Air pollution such as the wet and dry deposition of nitrogen (N) and sulphur (S) compounds has the potential to cause acidification of ecosystems and impacts on ecosystem biodiversity through both eutrophication and acidification effects. Ozone impacts can also further affect biodiversity of natural vegetation. In South Asia there is still no conclusive evidence of these impacts on natural ecosystems and there is lack of comprehensive studies but there is concern for certain sensitive areas as emissions continue to increase.
Malé Declaration achievements and results
- Modelling studies and training events under the Malé Declaration have demonstrated that there are limited areas in South Asia which may be at risk from acidification from sulphur and nitrogen pollution such as in the Western Ghats, parts of Sri Lanka and eastern India.
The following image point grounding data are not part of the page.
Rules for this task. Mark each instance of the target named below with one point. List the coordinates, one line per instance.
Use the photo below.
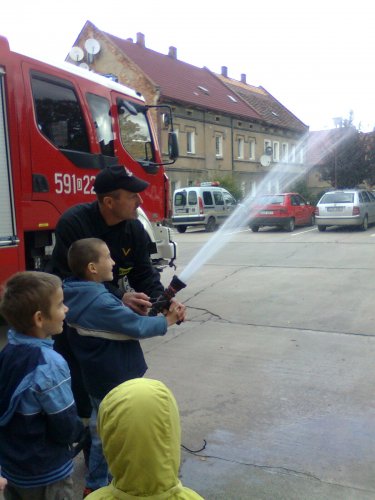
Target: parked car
(285, 209)
(345, 207)
(204, 205)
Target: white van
(206, 205)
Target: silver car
(346, 207)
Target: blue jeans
(97, 475)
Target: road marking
(303, 232)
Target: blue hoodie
(104, 335)
(38, 418)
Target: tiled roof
(183, 82)
(269, 108)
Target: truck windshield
(100, 111)
(135, 131)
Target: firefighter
(112, 218)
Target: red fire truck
(58, 127)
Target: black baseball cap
(118, 177)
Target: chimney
(141, 40)
(172, 52)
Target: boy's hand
(176, 313)
(137, 301)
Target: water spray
(164, 300)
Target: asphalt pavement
(274, 369)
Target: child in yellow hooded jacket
(139, 425)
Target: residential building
(225, 127)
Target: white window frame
(190, 142)
(276, 151)
(293, 154)
(284, 152)
(240, 148)
(302, 154)
(251, 149)
(218, 145)
(266, 144)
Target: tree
(346, 164)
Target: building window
(268, 147)
(293, 154)
(240, 148)
(301, 155)
(251, 149)
(190, 142)
(219, 146)
(284, 152)
(276, 151)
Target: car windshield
(338, 198)
(271, 199)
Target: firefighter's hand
(138, 301)
(176, 313)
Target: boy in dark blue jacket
(38, 417)
(104, 335)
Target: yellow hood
(139, 425)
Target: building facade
(226, 128)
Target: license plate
(335, 209)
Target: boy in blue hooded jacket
(104, 335)
(38, 417)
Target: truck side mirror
(173, 146)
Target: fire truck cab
(58, 127)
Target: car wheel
(364, 225)
(290, 226)
(211, 225)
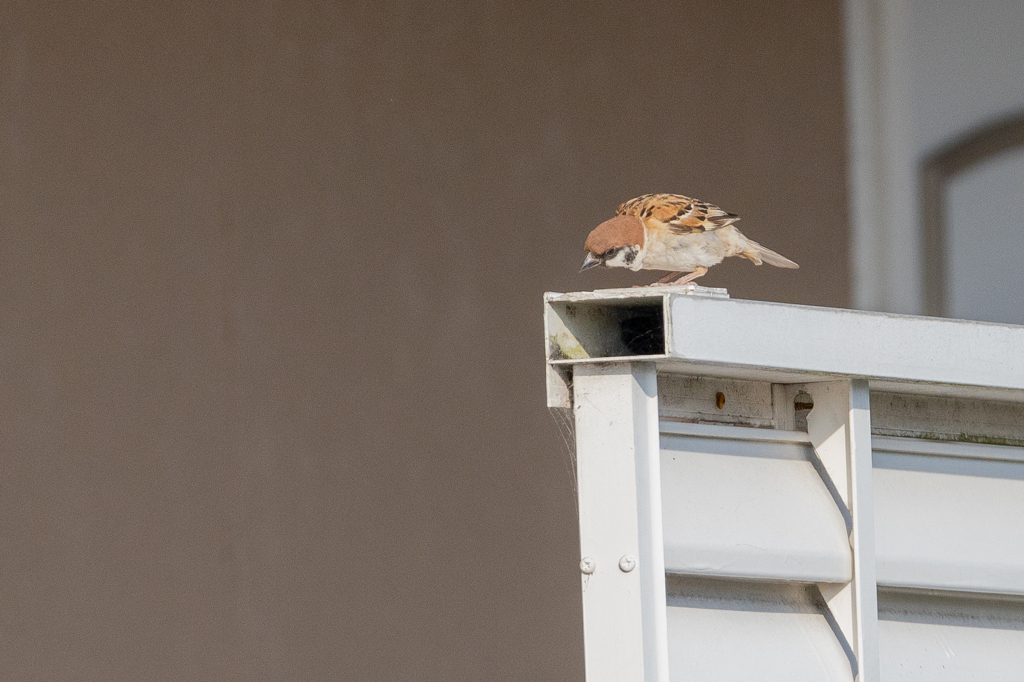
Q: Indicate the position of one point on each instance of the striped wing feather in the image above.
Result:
(679, 214)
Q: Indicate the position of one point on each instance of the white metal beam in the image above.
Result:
(621, 537)
(841, 432)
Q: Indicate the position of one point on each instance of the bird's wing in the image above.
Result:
(677, 213)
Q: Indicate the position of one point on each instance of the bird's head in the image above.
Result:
(614, 243)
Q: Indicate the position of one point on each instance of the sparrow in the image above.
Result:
(672, 232)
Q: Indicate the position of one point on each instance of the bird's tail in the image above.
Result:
(758, 253)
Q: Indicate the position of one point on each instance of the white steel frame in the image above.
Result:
(838, 355)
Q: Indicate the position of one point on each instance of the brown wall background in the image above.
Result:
(270, 274)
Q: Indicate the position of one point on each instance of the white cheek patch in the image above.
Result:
(619, 260)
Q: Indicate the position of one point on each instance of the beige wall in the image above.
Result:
(271, 401)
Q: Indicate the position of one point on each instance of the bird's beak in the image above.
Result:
(591, 261)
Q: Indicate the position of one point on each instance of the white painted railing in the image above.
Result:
(774, 492)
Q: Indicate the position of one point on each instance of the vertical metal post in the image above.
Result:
(840, 428)
(621, 537)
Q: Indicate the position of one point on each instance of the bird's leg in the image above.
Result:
(700, 270)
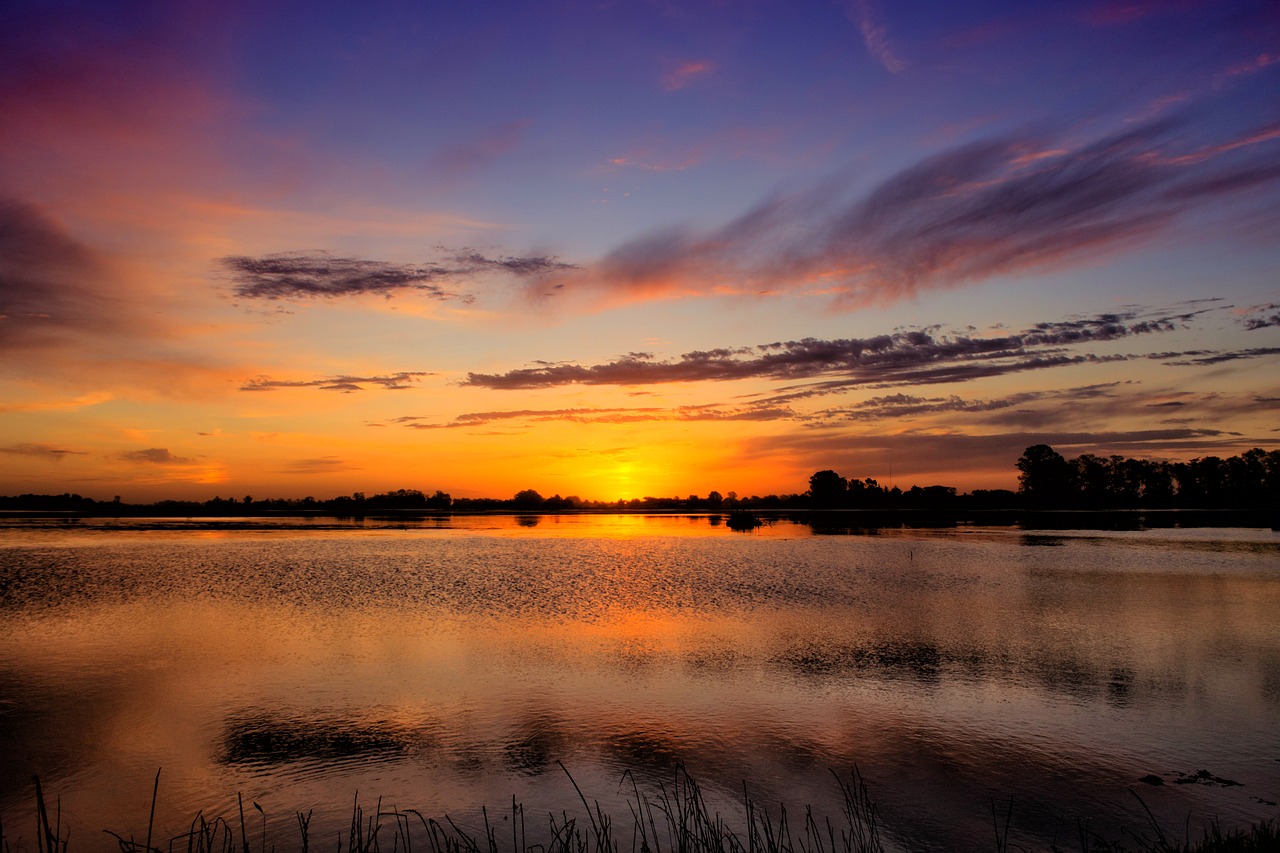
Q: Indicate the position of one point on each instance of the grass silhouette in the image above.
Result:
(673, 819)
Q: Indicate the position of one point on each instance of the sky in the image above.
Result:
(625, 249)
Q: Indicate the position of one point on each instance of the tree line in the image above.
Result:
(1046, 479)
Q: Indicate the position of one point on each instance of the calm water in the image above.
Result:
(451, 665)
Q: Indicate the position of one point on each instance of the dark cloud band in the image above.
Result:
(319, 274)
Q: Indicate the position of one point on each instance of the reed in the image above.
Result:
(673, 819)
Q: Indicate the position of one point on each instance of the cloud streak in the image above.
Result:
(979, 210)
(344, 383)
(51, 286)
(155, 456)
(922, 356)
(604, 415)
(301, 276)
(40, 451)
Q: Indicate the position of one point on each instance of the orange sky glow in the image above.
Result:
(618, 251)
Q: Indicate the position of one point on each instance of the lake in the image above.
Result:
(452, 664)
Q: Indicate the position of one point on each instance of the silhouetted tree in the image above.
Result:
(1045, 478)
(528, 500)
(827, 488)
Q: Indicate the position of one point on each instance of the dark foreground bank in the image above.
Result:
(673, 819)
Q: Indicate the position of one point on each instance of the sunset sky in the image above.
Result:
(622, 249)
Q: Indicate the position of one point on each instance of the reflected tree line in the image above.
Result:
(1047, 480)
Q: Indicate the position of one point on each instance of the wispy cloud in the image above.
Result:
(292, 276)
(686, 73)
(1260, 316)
(344, 383)
(616, 415)
(40, 451)
(321, 465)
(920, 356)
(874, 35)
(970, 213)
(51, 286)
(155, 456)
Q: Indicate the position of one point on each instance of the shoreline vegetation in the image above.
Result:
(1238, 491)
(671, 819)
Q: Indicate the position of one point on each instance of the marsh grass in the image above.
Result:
(673, 819)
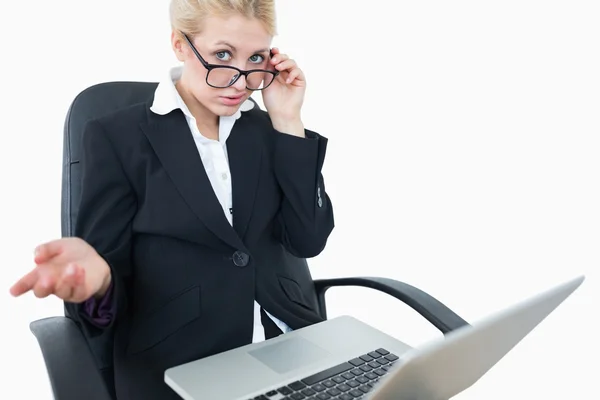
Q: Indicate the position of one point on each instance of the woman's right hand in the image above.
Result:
(68, 268)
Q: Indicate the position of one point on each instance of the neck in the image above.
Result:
(204, 117)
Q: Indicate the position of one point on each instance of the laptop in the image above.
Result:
(346, 359)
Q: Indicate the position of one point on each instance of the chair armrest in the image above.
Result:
(71, 368)
(433, 310)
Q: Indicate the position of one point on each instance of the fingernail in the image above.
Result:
(70, 269)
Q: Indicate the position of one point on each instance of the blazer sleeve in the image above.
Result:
(305, 220)
(106, 210)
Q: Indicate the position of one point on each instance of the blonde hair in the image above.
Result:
(187, 15)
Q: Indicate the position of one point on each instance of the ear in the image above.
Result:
(178, 45)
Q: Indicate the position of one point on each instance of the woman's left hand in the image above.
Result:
(284, 97)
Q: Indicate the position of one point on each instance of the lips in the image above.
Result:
(234, 97)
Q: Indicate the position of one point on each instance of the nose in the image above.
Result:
(240, 84)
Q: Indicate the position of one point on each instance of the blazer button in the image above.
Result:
(240, 258)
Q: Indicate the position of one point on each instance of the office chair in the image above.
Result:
(81, 367)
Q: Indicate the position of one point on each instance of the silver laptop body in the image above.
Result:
(345, 359)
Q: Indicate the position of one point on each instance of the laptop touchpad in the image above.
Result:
(289, 354)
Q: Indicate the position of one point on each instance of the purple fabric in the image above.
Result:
(100, 311)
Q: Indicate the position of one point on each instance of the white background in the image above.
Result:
(464, 158)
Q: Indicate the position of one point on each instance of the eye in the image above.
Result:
(223, 55)
(257, 59)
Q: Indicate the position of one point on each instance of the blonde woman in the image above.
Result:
(198, 208)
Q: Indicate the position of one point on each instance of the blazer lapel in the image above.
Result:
(174, 145)
(244, 151)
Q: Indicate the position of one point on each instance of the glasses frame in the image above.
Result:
(209, 67)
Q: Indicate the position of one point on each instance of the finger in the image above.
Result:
(47, 251)
(66, 284)
(25, 284)
(44, 285)
(279, 58)
(286, 65)
(295, 77)
(79, 289)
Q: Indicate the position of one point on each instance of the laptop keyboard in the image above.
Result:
(350, 380)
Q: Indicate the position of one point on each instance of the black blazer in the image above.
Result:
(184, 278)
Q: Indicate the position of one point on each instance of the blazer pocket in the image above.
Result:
(149, 330)
(294, 292)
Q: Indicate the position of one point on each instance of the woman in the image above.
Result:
(197, 207)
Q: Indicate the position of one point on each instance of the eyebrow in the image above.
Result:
(223, 42)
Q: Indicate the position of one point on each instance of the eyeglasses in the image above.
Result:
(223, 76)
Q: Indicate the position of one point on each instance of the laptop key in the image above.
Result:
(285, 390)
(318, 387)
(343, 387)
(356, 362)
(296, 385)
(326, 374)
(383, 352)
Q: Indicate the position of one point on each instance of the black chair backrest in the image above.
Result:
(94, 102)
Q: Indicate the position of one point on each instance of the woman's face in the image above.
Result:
(233, 41)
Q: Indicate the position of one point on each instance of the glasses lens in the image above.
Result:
(259, 80)
(222, 77)
(225, 77)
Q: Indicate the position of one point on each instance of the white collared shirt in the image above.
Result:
(215, 160)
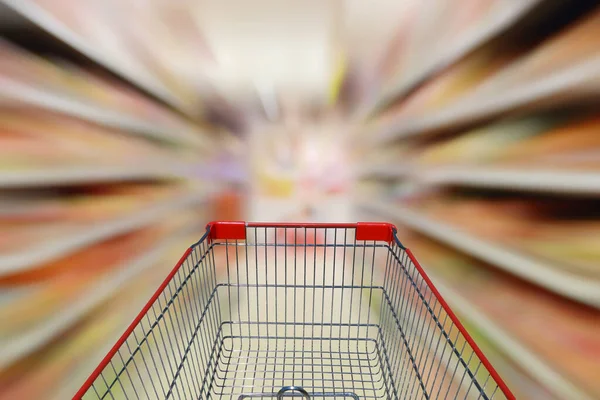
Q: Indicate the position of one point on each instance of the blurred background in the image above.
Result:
(473, 125)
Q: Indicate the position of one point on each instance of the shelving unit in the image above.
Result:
(64, 176)
(502, 19)
(15, 93)
(542, 273)
(578, 82)
(141, 78)
(424, 146)
(132, 173)
(27, 342)
(534, 180)
(50, 250)
(517, 351)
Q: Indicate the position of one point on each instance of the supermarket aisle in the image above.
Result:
(470, 124)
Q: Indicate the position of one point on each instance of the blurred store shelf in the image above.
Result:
(104, 288)
(522, 355)
(53, 248)
(48, 22)
(578, 82)
(540, 272)
(68, 176)
(15, 93)
(502, 16)
(525, 179)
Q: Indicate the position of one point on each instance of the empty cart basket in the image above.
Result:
(340, 311)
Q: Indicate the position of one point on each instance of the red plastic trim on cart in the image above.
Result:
(106, 360)
(486, 363)
(236, 230)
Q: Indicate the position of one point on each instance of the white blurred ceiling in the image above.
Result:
(291, 47)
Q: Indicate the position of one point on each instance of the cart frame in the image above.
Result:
(417, 337)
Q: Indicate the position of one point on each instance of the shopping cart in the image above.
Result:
(339, 311)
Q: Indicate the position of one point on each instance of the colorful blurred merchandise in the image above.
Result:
(72, 213)
(63, 79)
(559, 331)
(563, 233)
(58, 369)
(58, 284)
(538, 141)
(30, 140)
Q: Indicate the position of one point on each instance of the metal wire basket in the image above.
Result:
(338, 311)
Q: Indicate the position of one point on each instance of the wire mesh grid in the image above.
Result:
(297, 311)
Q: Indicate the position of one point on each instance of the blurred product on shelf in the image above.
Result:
(539, 141)
(161, 53)
(569, 344)
(562, 68)
(562, 231)
(33, 81)
(57, 370)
In the Himalayan regions of India, Bhutan and Nepal soils that are naturally acidic may also be under pressure from acidifying deposition.
- Modelling results suggest that acidification will not be a major issue compared to other air pollution problems in South Asia but further field research is required to determine the real extent of the problem.
- A potentially greater problem to ecosystems and their biodiversity than acidification in South Asia is eutrophication (excessive input of nitrogen and other nutrients). Nitrogen pollution from the transport, industry and agriculture is linked to health impacts, impacts on ecosystems, crops and climate, as well as the formation of ground-level ozone.
- Despite some progress there is still a need for a comprehensive regional assessment of these issues, especially using studies that have been conducted in South Asia.
- The Regional Centre on Crop and Vegetation impacts in Pakistan and on Soil Monitoring in Bhutan are currently being established to oversee co-ordination, harmonization, quality control and reporting of the Malé Declaration ecosystem related impact activities.